East China's Shandong Province, China's largest agricultural trade province, saw a trade deficit in the sector for 2012, as exports declined while imports kept rising.
Shandong's exports of agricultural products fell by 2.3 percent year-on-year in 2012 to $15.02 billion, the largest decline since 2001 when China entered the WTO, Zhang Li, an official at Shandong Provincial Department of Agriculture, was quoted as saying by xinhuanet.com Saturday.
Sluggish international market demand, rising domestic costs, fluctuations in vegetable prices and the cancellation of export rebates for some primary agricultural products were the reasons behind the fall in exports, experts said.
Meanwhile, Shandong imported more agricultural products in 2012, resulting in a trade deficit of $6.64 billion for the sector, up by 106.2 percent year-on-year.

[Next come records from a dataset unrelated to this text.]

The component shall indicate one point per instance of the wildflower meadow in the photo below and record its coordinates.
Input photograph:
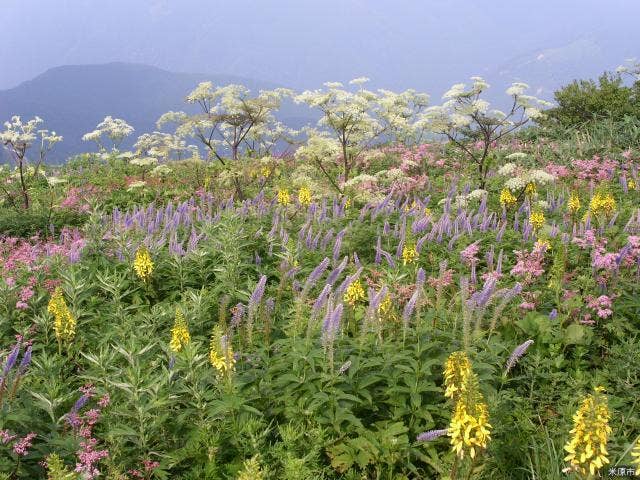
(402, 291)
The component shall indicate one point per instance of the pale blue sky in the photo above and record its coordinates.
(425, 44)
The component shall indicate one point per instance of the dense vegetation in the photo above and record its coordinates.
(377, 304)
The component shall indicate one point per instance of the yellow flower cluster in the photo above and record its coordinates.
(220, 352)
(251, 469)
(587, 447)
(530, 189)
(635, 454)
(354, 293)
(470, 430)
(284, 197)
(142, 264)
(179, 333)
(385, 305)
(507, 199)
(456, 373)
(536, 219)
(304, 196)
(64, 323)
(574, 203)
(602, 204)
(409, 253)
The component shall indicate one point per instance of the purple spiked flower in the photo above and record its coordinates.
(26, 361)
(11, 359)
(258, 292)
(410, 307)
(315, 275)
(517, 353)
(432, 435)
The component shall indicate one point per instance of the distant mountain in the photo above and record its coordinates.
(72, 100)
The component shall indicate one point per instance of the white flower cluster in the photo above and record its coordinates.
(520, 179)
(115, 129)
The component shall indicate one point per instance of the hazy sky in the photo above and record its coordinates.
(302, 43)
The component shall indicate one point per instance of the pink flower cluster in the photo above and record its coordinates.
(78, 198)
(23, 262)
(600, 305)
(20, 447)
(529, 264)
(82, 425)
(469, 254)
(558, 171)
(596, 168)
(148, 467)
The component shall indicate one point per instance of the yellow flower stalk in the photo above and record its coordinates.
(635, 454)
(385, 305)
(283, 197)
(602, 205)
(530, 189)
(507, 199)
(304, 196)
(220, 352)
(354, 293)
(251, 469)
(179, 333)
(457, 370)
(409, 254)
(587, 448)
(64, 323)
(469, 428)
(574, 203)
(142, 264)
(536, 219)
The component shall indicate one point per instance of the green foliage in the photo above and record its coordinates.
(587, 101)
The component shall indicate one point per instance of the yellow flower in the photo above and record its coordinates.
(64, 323)
(354, 293)
(251, 469)
(456, 373)
(536, 219)
(587, 448)
(470, 428)
(385, 306)
(283, 197)
(574, 203)
(507, 199)
(543, 243)
(409, 254)
(530, 189)
(602, 204)
(142, 264)
(304, 196)
(635, 454)
(179, 333)
(220, 352)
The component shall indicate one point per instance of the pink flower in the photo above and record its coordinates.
(528, 306)
(22, 446)
(468, 255)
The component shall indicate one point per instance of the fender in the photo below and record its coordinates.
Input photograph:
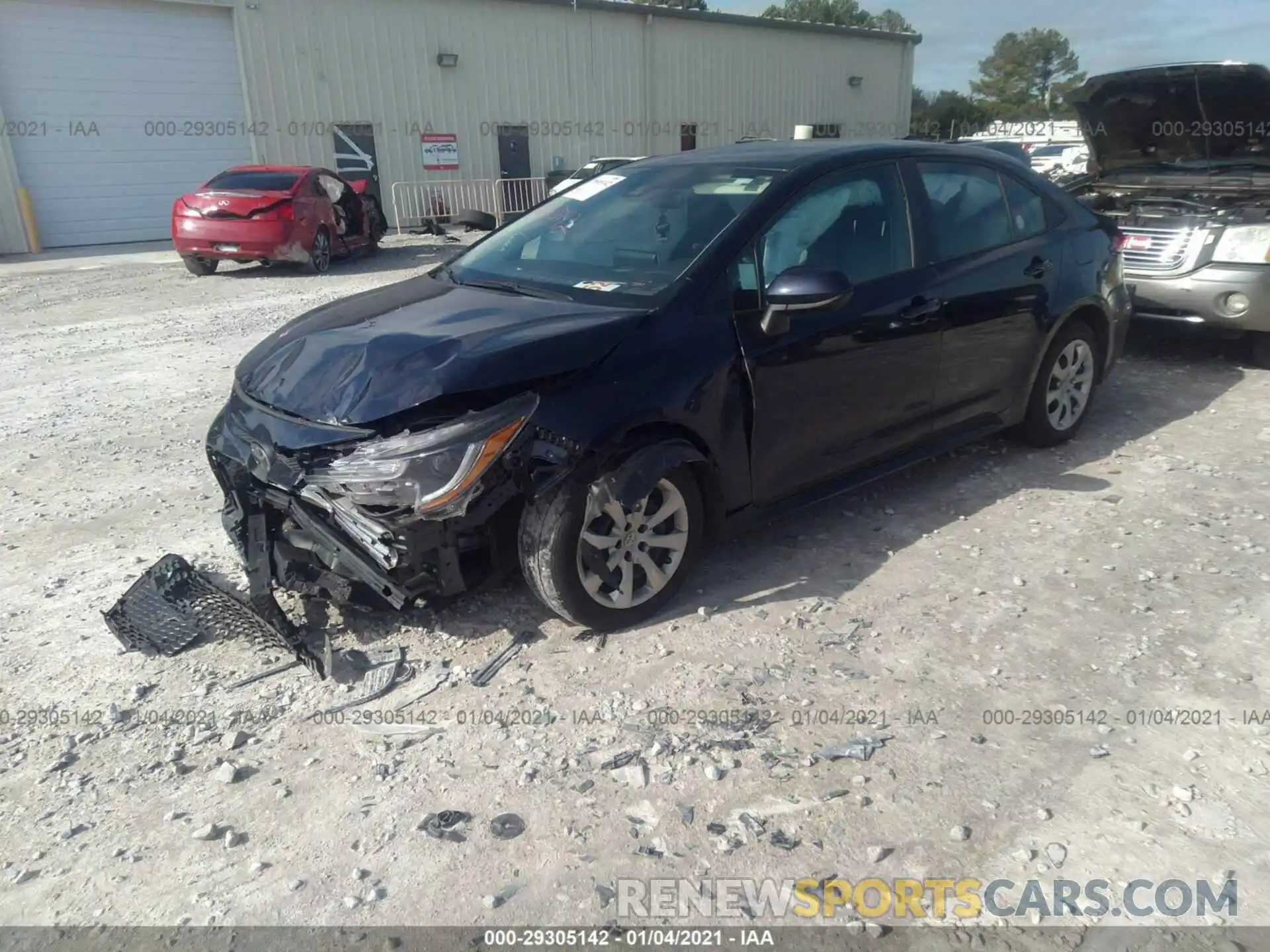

Shandong's imported agricultural products are mainly land-intensive soybeans and cotton, and they have relieved domestic demand pressure, analysts said.
Data from Shandong Provincial Department of Agriculture showed that the total imports in 2012 of major agricultural products such as grain, edible vegetable oil and sugar increased by 33.2 percent year-on-year.
China saw an international trade surplus for agricultural products ranging from $2 billion to $6 billion before 2003, but the sector has seen a trade deficit since 2004.
In 2012, China's exports of agricultural products amounted to $63.3 billion, while imports totaled $112.5 billion, resulting in a trade deficit of $49.2 billion, a 44.2 percent increase year-on-year, according to data from the Ministry of Agriculture.